Salah satunya adalah Gusriyadi (32). Dalam kesehariannya, ia bekerja sebagai karyawan swasta yang bekerja di salah satu perusahaan produsen minyak kayu putih. Ia menempati posisi di bidang distribusi.
Setiap pagi, ia bertolak ke tempat kerjanya di kawasan Batara, Bekasi. Setelah presensi, Adi (begitu dia disapa) langsung mengambil mobil dinas dan meluncur ke lapangan untuk menyuplai produk perusahaannya ke warung-warung yang ada di area Jakarta Barat.
"Saya distributor untuk pasar tradisional area Jakarta Barat," kata dia saat ditemui Kompas.com di kawasan tempat tinggalnya, Jumat (19/2/2016).
Biasanya, Adi menjalankan pekerjaannya sampai menjelang sore. Setelah beres, ia kemudian kembali ke kantor untuk mengembalikan mobil dinas, dan setelah itu, pulang kembali ke rumahnya di Kalijodo.
"Mesti bolak balik sih jadinya," ujar dia.
Adi merupakan warga asli Kalijodo. Ia lahir dan besar di tempat itu. Ia tinggal bersama adik-adiknya. Ayahnya sudah meninggal dunia, sedangkan ibunya menetap bersama keluarga besarnya di Pandeglang, Banten.
Menurut Adi, keluarganya sudah menyatakan bersedia dipindah ke rumah susun sederhana sewa. Namun, keluarganya belum mendaftatkan diri karena masih menunggu kedatangan ibunya dari Pandeglang.
"Soalnya di KK (kartu keluarga), nyokap kepala keluarganya. Kemarin udah nelepon, katanya dia mau datang ke sini," ujar pria yang masih melajang ini.
Petugas Kebersihan seperti Agus, Dede Sofyan (43) juga warga asli Kalijodo. Ia lahir dan menetap di sana sejak 1973. Anak dan istrinya pun ketahui sudah tinggal kawasan tersebut.

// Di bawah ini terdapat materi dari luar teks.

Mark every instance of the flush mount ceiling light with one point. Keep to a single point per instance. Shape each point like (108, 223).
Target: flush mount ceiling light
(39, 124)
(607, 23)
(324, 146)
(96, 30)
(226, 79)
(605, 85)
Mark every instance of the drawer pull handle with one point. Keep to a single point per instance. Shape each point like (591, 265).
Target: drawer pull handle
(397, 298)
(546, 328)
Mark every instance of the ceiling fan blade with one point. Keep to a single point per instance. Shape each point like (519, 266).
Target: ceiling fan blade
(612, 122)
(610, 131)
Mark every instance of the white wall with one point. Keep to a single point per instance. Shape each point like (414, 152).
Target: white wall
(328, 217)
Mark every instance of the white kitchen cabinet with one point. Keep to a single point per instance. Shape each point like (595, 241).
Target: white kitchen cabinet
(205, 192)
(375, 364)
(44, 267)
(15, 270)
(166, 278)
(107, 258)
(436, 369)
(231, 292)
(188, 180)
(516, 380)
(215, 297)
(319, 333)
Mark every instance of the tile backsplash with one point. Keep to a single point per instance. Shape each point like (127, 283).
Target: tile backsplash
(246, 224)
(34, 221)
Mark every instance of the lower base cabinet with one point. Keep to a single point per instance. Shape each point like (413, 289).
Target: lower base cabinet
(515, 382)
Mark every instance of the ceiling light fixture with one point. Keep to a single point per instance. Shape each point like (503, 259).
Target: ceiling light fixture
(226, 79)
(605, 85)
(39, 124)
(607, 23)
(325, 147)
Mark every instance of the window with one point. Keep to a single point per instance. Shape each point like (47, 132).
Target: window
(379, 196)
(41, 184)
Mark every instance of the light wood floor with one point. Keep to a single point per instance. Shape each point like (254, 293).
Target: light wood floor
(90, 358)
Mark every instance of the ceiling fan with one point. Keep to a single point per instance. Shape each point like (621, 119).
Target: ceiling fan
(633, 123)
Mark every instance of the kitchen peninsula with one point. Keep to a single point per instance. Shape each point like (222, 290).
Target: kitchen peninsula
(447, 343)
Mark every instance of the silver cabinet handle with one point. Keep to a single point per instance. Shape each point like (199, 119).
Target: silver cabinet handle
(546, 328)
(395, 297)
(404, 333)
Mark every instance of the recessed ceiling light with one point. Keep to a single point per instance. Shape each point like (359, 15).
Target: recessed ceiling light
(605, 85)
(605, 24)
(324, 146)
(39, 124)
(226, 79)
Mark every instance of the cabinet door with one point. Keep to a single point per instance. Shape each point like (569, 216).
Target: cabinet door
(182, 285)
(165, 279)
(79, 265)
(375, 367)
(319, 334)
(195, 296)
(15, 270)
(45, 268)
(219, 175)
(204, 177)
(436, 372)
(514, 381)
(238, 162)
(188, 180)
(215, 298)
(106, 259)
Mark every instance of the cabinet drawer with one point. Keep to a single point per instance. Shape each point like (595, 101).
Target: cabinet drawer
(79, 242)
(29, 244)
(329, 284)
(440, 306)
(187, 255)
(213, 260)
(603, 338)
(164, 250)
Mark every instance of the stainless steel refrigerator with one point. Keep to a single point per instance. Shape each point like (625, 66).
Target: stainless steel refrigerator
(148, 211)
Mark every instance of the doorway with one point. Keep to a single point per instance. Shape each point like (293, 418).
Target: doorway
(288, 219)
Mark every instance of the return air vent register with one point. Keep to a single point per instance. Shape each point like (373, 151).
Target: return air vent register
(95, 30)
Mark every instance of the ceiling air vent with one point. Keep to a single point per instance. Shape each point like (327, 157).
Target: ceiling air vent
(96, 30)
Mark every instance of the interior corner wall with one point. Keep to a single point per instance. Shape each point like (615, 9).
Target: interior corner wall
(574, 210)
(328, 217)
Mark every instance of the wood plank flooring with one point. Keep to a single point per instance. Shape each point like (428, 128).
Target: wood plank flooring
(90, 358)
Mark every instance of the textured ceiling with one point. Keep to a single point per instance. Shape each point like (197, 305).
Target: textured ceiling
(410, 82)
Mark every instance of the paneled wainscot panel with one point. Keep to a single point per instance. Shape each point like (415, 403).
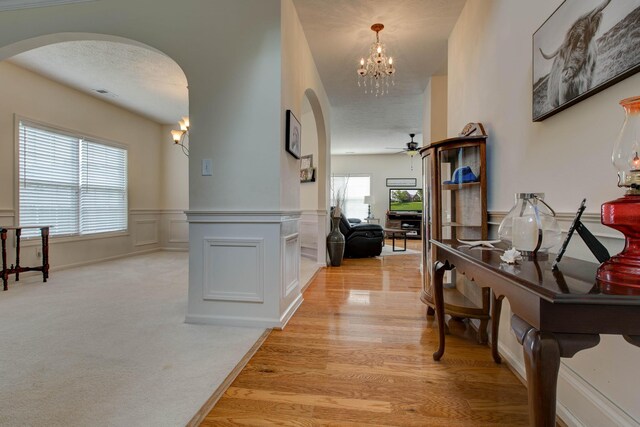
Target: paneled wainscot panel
(291, 259)
(146, 231)
(234, 269)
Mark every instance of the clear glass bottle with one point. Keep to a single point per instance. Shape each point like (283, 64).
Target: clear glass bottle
(530, 226)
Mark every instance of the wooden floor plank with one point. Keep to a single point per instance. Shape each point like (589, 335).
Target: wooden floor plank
(358, 352)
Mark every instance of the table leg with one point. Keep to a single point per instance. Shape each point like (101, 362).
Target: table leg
(438, 297)
(44, 232)
(5, 275)
(542, 351)
(18, 233)
(542, 362)
(496, 308)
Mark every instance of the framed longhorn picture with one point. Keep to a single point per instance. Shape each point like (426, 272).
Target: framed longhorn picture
(584, 47)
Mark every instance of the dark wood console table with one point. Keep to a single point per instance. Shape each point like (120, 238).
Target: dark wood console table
(555, 313)
(17, 268)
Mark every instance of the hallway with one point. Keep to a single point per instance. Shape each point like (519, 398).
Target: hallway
(358, 352)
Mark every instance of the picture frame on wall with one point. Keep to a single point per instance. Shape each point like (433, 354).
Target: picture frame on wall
(293, 142)
(584, 47)
(402, 182)
(307, 171)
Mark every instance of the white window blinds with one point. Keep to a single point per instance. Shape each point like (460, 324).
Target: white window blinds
(356, 188)
(103, 188)
(75, 185)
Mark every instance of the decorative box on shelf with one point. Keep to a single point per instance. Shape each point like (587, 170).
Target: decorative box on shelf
(455, 208)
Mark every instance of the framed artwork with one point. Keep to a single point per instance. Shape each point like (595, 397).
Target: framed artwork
(402, 182)
(584, 47)
(308, 175)
(294, 142)
(307, 171)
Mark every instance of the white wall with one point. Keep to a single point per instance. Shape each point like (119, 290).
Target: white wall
(309, 190)
(379, 167)
(34, 97)
(566, 156)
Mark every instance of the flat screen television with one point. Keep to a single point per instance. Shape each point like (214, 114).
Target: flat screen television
(405, 200)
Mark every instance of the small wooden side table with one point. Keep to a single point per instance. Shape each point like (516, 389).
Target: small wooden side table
(397, 233)
(17, 269)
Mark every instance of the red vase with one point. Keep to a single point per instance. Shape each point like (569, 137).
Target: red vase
(621, 273)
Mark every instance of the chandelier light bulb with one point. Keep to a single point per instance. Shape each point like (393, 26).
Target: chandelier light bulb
(177, 135)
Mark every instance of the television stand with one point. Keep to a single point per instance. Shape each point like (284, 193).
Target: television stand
(411, 222)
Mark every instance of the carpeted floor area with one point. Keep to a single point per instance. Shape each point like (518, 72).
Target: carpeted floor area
(107, 345)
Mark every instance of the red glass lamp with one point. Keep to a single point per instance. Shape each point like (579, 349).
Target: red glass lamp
(621, 273)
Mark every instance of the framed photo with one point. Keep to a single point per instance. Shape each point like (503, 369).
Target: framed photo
(294, 141)
(306, 161)
(584, 47)
(402, 182)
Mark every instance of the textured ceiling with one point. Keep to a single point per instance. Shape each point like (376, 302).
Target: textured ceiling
(136, 78)
(338, 32)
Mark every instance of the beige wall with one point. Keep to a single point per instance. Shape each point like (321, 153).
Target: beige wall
(309, 190)
(438, 110)
(31, 96)
(566, 156)
(299, 75)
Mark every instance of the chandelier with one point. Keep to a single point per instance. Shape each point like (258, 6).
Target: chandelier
(178, 135)
(378, 69)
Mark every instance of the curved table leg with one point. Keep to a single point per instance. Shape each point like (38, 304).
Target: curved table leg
(496, 308)
(438, 297)
(542, 361)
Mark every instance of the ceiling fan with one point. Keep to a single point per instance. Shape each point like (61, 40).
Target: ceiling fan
(410, 150)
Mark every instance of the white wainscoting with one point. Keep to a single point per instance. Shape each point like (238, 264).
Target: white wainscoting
(233, 269)
(178, 231)
(291, 264)
(146, 232)
(313, 235)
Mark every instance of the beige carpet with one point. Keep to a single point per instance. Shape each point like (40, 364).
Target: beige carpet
(106, 345)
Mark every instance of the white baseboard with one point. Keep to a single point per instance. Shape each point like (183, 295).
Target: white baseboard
(579, 404)
(175, 249)
(249, 322)
(290, 311)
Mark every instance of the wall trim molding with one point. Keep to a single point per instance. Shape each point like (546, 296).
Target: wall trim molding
(155, 211)
(241, 216)
(594, 402)
(29, 4)
(290, 311)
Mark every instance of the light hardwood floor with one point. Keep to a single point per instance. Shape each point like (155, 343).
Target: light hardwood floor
(358, 352)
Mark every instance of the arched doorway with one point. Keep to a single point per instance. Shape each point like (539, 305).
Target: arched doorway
(118, 92)
(314, 195)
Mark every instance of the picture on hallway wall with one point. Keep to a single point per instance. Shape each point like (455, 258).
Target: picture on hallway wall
(584, 47)
(294, 134)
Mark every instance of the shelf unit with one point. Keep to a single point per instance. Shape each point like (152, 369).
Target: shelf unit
(455, 208)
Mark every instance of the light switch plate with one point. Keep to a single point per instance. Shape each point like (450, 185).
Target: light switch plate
(207, 167)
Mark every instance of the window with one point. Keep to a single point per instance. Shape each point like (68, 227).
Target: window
(77, 185)
(356, 188)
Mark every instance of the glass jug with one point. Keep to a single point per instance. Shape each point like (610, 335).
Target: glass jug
(530, 226)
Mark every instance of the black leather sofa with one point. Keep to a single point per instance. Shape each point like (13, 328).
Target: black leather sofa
(361, 240)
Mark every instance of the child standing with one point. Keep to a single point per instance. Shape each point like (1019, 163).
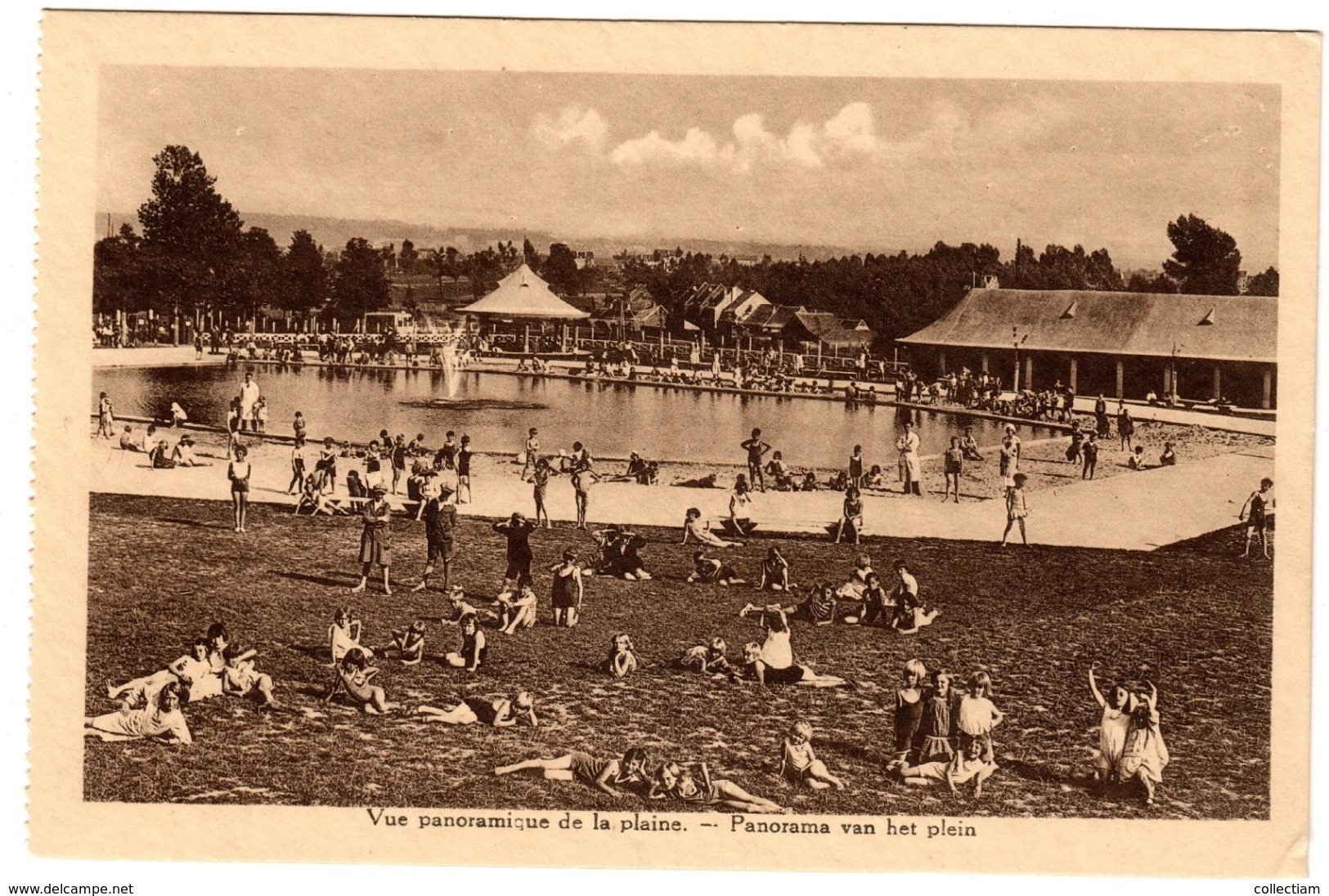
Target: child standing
(799, 760)
(851, 515)
(1118, 705)
(532, 454)
(1089, 451)
(953, 464)
(976, 715)
(775, 572)
(936, 721)
(1144, 755)
(909, 706)
(622, 658)
(1260, 505)
(1017, 509)
(297, 467)
(540, 476)
(567, 588)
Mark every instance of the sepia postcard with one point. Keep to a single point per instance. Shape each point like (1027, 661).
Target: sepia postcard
(674, 446)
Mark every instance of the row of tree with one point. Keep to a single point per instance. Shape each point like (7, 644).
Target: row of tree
(903, 293)
(195, 256)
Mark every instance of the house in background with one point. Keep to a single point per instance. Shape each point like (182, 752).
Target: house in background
(1123, 344)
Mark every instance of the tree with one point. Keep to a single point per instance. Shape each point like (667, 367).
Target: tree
(306, 277)
(1265, 284)
(191, 233)
(561, 269)
(359, 282)
(408, 257)
(1206, 261)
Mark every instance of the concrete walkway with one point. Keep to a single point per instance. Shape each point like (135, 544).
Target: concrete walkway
(1131, 512)
(152, 356)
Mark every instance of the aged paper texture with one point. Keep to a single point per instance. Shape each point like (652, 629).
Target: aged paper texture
(1062, 280)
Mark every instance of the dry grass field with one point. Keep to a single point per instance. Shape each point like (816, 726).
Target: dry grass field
(1194, 618)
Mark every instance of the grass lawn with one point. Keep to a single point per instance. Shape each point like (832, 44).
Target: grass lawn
(1194, 618)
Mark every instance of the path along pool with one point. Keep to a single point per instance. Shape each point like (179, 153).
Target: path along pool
(496, 409)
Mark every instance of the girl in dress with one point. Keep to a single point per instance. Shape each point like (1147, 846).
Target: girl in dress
(695, 528)
(622, 657)
(852, 515)
(1009, 460)
(567, 588)
(680, 783)
(775, 572)
(495, 711)
(474, 647)
(540, 476)
(1116, 705)
(376, 537)
(161, 718)
(937, 743)
(708, 569)
(801, 762)
(238, 471)
(976, 715)
(344, 636)
(604, 774)
(909, 709)
(1017, 509)
(1144, 755)
(354, 674)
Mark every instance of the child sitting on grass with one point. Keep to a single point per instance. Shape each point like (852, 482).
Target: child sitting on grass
(410, 643)
(496, 711)
(354, 674)
(344, 636)
(707, 569)
(965, 766)
(474, 649)
(240, 679)
(710, 660)
(799, 760)
(775, 573)
(622, 658)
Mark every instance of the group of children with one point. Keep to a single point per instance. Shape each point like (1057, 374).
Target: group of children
(150, 706)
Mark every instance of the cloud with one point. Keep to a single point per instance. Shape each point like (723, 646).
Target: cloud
(852, 131)
(573, 125)
(695, 146)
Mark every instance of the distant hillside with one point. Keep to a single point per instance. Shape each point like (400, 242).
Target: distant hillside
(334, 233)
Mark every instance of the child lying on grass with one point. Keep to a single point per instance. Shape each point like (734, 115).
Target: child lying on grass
(496, 711)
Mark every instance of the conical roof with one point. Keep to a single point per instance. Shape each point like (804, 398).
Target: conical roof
(521, 294)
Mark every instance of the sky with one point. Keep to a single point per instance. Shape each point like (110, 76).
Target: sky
(860, 164)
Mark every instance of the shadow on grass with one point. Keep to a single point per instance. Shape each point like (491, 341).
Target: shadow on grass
(317, 580)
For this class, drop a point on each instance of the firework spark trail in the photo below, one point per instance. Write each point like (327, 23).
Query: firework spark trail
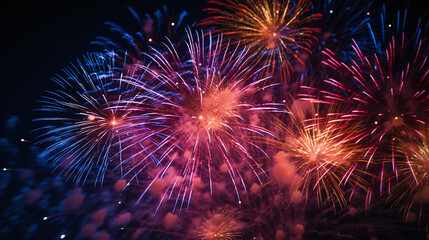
(322, 150)
(201, 107)
(83, 129)
(220, 226)
(385, 92)
(411, 190)
(278, 31)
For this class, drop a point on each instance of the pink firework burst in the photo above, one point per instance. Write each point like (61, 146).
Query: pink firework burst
(202, 105)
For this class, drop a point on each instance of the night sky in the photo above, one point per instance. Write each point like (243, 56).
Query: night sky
(39, 38)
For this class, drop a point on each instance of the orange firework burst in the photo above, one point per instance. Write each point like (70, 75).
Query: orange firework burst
(279, 31)
(412, 185)
(321, 150)
(220, 226)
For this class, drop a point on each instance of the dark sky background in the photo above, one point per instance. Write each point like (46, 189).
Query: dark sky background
(40, 38)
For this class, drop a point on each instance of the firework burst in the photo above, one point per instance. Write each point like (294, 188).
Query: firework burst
(278, 31)
(202, 106)
(412, 187)
(383, 92)
(220, 226)
(320, 150)
(82, 130)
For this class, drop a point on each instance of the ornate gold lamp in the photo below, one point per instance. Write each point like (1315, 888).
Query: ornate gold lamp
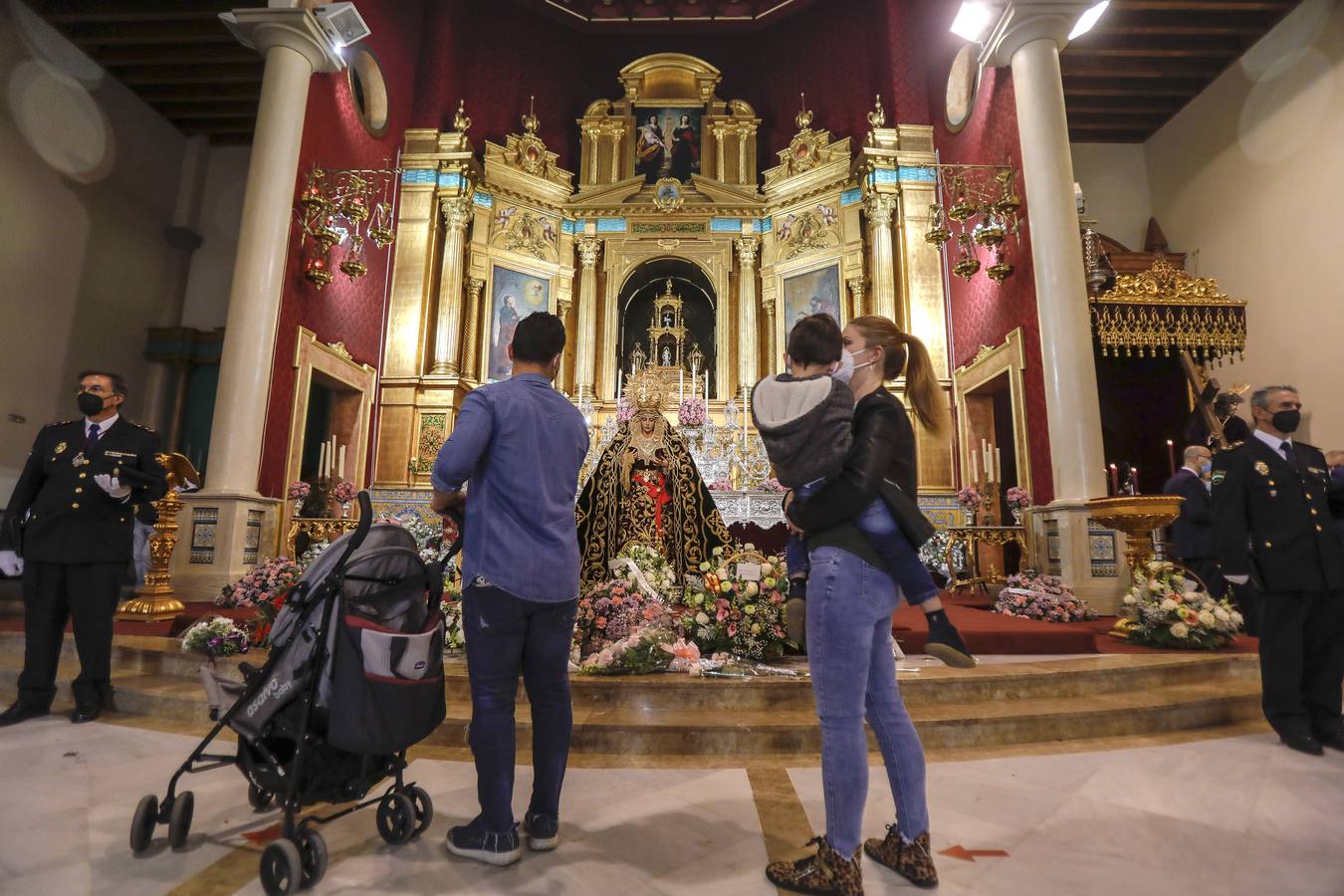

Dalam kesehariannya, Dede bekerja sebagai petugas kebersihan di Dinas Kebersihan DKI Jakarta yang berstatus petugas harian lepas (PHL). Saat ditemui Kompas.com, Dede diketahui sedang libur.
"Kebetulan saya hari ini liburnya," kata Dede.
Jika sedang masuk kerja, Dede biasanya mulai bekerja sekitar pukul 08.00, dan akan berakhir sekitar pukul 16.00. Ia diketahui bertanggung jawab terhadap kebersihan saluran air yang berada di Jalan Pangeran Tubagus Angke.
"Enggak tentu harinya. Tapi hari ini kebetulan saya dapat hari Jumat," kata Dede.
Mengenai keberadaan kafe-kafe di Kalijodo, menurut dia, sudah ada sejak ia kecil. Dia tidak tahu kapan eksistensi prostitusi dan perjudian di Kalijodo dimulai.
"Sudah ada dan udah rame dari dulu," ujar pria kelahiran 1973 ini.
Oleh Karena sudah terbiasa sejak kecil, menyaksikan perempuan-perempuan berpakaian minim di sekitar tempat tinggalnya menjadi sesuatu yang teramat biasa bagi ayah tiga anak ini.
"Biasa aja (kalau saya melihatnya)," kata Dede.
Marbot masjid
Udin (begitu ia disapa) mengaku baru empat bulan tinggal di Kalijodo. Sebelumnya, ia tinggal dan bekerja di salah satu pesantren yang ada di kawasan Jelambar, Jakarta Barat.
Udin pindah ke Kalijodoatas permintaan dari Rahmad Effendi, Ketua Masjid Al Mubarokah yang baru saja meninggal dunia pada pekan lalu akibat sakit.
"Pak Rahmad yang minta saya pindah ke sini," ujar dia.
Dalam kesehariannya, Udin tinggal di salah satu ruangan yang ada di masjid. Ia menetap sendiri. Anak dan istrinya berdomisili di Serang, Banten.
"KTP saya juga masih KTP Serang," kata dia.
Kehidupan Agus, Dede, Udin beserta warga Kalijodo lainnya yang punya kehidupan normal menjadi tidak terlihat saat bagi pandangan banyak orang, Kalijodo hanyalah tempat prostitusi dan perjudian.
Situasi semakin tak menguntungkan karena tempat tinggal mereka berada di bagian belakang, tertutup oleh keberadaan kafe-kafe yang berdiri di pinggir jalan utama.
Agus mengatakan, meski tak sanggup untuk menolak, cukup banyak warga Kalijodo yang sebenarnya tidak menginginkan keberadaan tempat perjudian dan prostitusi di sekitar tempat tinggalnya. Terutama, bagi warga yang memiliki kultur agama yang kuat.
Menurut Agus, hal itupula yang mendasari cukup banyak warga yang bersedia direlokasi.
"Mungkin memang saatnya kami hijrah," ujar dia.